Saturday, October 16, 2010

Guernsey: year zero

I was sent recently by Tony Gallienne an essay called Guernseyness: In search of a Guernsey Identity (written as A C Gallienne). It is a remarkably thoughtful and sometimes lyrical piece which struggles with the idea of Guernsey identity, and the loss of Guernésiais as the dominant language.

I quote here from the essay, which was a first prize winner in the Guernsey Eisteddfod.

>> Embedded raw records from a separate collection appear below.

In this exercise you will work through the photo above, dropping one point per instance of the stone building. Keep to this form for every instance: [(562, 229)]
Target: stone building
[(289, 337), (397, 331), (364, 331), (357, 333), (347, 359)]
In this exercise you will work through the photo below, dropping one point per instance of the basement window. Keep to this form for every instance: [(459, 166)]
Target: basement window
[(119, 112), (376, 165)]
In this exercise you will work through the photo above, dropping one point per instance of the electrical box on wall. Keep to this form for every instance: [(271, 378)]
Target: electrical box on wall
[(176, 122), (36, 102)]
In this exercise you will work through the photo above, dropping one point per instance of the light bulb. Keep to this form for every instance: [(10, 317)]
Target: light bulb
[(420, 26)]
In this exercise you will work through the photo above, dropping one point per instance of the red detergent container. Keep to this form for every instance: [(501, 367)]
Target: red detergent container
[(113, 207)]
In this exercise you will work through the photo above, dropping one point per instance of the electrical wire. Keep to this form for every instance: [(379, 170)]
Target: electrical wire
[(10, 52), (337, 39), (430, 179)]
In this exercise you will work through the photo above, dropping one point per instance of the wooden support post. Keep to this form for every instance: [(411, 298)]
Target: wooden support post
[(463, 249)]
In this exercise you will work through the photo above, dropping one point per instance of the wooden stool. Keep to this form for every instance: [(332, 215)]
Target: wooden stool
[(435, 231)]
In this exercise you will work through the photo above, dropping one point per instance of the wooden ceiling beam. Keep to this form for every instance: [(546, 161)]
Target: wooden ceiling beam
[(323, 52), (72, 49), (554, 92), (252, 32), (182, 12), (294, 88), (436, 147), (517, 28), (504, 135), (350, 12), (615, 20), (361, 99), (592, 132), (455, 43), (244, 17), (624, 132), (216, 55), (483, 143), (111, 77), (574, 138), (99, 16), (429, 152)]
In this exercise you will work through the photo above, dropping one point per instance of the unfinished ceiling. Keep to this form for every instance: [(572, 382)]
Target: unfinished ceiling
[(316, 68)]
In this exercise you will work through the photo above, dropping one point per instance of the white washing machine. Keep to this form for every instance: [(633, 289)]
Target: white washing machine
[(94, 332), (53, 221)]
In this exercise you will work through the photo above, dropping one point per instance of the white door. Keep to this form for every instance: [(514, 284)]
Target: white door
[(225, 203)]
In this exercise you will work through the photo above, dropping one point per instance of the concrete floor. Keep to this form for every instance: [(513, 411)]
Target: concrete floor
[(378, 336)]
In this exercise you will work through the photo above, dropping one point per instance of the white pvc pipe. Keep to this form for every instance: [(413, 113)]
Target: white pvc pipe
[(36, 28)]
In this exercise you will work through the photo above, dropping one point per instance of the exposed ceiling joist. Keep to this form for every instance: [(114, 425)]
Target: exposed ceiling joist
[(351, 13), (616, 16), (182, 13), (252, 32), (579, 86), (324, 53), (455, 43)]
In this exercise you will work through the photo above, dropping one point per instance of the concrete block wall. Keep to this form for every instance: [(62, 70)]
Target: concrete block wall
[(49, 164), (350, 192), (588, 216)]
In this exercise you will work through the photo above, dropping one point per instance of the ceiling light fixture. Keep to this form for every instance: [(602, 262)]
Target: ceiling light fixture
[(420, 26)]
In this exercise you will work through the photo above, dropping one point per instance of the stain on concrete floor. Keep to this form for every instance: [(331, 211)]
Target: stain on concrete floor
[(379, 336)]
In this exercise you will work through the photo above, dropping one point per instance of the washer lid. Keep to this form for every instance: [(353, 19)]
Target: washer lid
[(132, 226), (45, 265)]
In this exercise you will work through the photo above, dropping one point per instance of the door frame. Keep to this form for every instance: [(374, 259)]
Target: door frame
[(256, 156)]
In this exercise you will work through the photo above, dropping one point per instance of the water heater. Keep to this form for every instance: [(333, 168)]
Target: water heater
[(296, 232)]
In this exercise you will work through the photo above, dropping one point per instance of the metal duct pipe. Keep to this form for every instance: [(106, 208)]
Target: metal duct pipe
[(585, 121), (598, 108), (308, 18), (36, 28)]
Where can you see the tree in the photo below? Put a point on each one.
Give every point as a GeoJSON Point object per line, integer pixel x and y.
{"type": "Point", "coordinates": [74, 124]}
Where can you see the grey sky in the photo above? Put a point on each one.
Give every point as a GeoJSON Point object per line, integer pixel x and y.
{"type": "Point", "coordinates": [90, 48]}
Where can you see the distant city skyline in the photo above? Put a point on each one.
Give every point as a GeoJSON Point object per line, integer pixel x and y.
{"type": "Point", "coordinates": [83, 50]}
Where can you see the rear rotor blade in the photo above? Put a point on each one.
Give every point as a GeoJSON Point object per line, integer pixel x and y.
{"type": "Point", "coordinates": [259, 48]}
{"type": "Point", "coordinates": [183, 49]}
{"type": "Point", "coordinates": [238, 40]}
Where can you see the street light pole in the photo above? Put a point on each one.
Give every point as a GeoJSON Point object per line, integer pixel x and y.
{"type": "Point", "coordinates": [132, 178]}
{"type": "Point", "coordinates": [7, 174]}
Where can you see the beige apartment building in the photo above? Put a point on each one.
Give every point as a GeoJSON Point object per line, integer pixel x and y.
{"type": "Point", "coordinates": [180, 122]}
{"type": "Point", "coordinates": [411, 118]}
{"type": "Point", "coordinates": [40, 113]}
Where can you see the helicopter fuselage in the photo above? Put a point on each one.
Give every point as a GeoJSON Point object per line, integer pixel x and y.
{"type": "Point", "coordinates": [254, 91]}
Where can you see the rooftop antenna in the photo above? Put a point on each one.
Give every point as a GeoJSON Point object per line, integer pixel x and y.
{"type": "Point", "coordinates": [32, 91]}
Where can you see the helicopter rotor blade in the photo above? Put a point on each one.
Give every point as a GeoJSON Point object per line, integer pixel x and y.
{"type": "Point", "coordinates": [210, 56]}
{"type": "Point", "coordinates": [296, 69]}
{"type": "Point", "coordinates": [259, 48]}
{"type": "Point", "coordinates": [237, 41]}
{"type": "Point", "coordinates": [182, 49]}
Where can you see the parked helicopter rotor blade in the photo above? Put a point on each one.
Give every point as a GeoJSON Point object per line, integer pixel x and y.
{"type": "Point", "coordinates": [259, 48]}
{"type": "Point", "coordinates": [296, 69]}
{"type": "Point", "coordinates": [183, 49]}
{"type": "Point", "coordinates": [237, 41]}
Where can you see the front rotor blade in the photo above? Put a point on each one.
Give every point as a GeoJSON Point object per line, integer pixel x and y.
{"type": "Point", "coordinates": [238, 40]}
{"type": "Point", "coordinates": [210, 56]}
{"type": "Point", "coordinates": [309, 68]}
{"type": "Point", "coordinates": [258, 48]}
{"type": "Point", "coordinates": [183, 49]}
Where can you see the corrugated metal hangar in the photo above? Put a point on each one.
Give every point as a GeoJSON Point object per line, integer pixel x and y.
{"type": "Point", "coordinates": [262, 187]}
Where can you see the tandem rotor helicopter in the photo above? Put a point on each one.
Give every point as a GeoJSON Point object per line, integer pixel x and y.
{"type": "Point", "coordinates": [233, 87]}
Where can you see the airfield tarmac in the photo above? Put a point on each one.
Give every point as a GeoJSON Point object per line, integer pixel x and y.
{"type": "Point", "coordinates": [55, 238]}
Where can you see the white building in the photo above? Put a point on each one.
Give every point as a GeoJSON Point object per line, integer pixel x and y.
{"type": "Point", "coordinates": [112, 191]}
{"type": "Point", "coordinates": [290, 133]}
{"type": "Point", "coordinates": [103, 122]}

The granite bedrock of communal identity, to use the metaphor again, is language. By this measure I was disinherited from my Guernseyness the day that I was born. And not only me but my generation. Born in the nineteen fifties to Guernsey-French speaking parents we were brought up not to speak our parents’ own language. I heard it all about me – my parents spoke to each other in it – but it was out of reach. I could understand but could not speak. I had been made culturally autistic. I had been made dumb to the language that communicated the life about me. A language which could trace its roots back through the recent trauma of German occupation when, indiscriminate of source, it had incorporated the word kaput (Ch’est tche kaput), back through the centuries to Rollo, the Norman pirate who was given the Duchy of Normandy in 912 A.D., who dropped his Scandinavian tongue (what transmutation of identity was this – perhaps the same as ceasing Guernsey-French in favour of English) and adopted the langue d’Oil tongue of the native population of northern France (A few Nordic words were retained though and remain as part of the now fading language – words like mielles (sand dunes), dehus (dolmens), vraic (seaweed). In the case of vraic it may have just managed to jump into the Guernsey-English idiom and so may survive a bit longer). And further back to roots in the soup of Latin and Celtic and Frankish vernacular.

Guernsey-French was a mature language drenched in the lives that had been lived on the island over centuries, vowel sounds and consonant combinations with no exact parallel in French or English, phrases and sayings which used the local events of life to communicate some essence or other of thought – surely this must be an aspect of Guernseyness; the internal use of reference points – Guernsey culture taking its own experiences to use as expressions of its nature. I found these two entries in the Dictionnaire Anglais-Guernesiais: for the word “lengthy” – “en avant ni but ni fin ‘coum les pereieres de Jacques Ozaunne” (to have no ending like James Ozanne’s prayers) - Mr Ozanne was a Wesleyian preacher; and for the word “paunch”: “aen ventre de Doyen” (Dean’s paunch) – a well known country ecclesiastic of the late 19th Century was noted for the huge size of his belly which gave rise to the
expression.

And yet for all its vigour and history Guernsey-French has been given up without a struggle; pushed away, consciously severed, broken by the twentieth century. GuernĂ©siais was vibrant but unprotected, a peasant language of unwritten rhythms and syntax which has had no shield against the long deep night of evacuation and occupation (what tests of expression to maintain the native tongue), and then the long attrition of the homogenising onslaught of the last fifty years. When I was born my parents, early in their adult lives, already knew that their own language was fading and that their children’s Guernseyness was going to be different to their own.

Their decision not to teach me the patois would sever a link with unknown ancestors. I was to become the ancestor of a new inheritance, of a new Guernseyness. My birth year was Year Zero.

1 comment:

  1. I think disenfranchisements like this have been a global narrative throughout this century, with the advent of modernity. People torn from their birthright and the plastic dummy of mass consumerism substituted. Glad to hear they are still teaching Guernseyfrench in schools.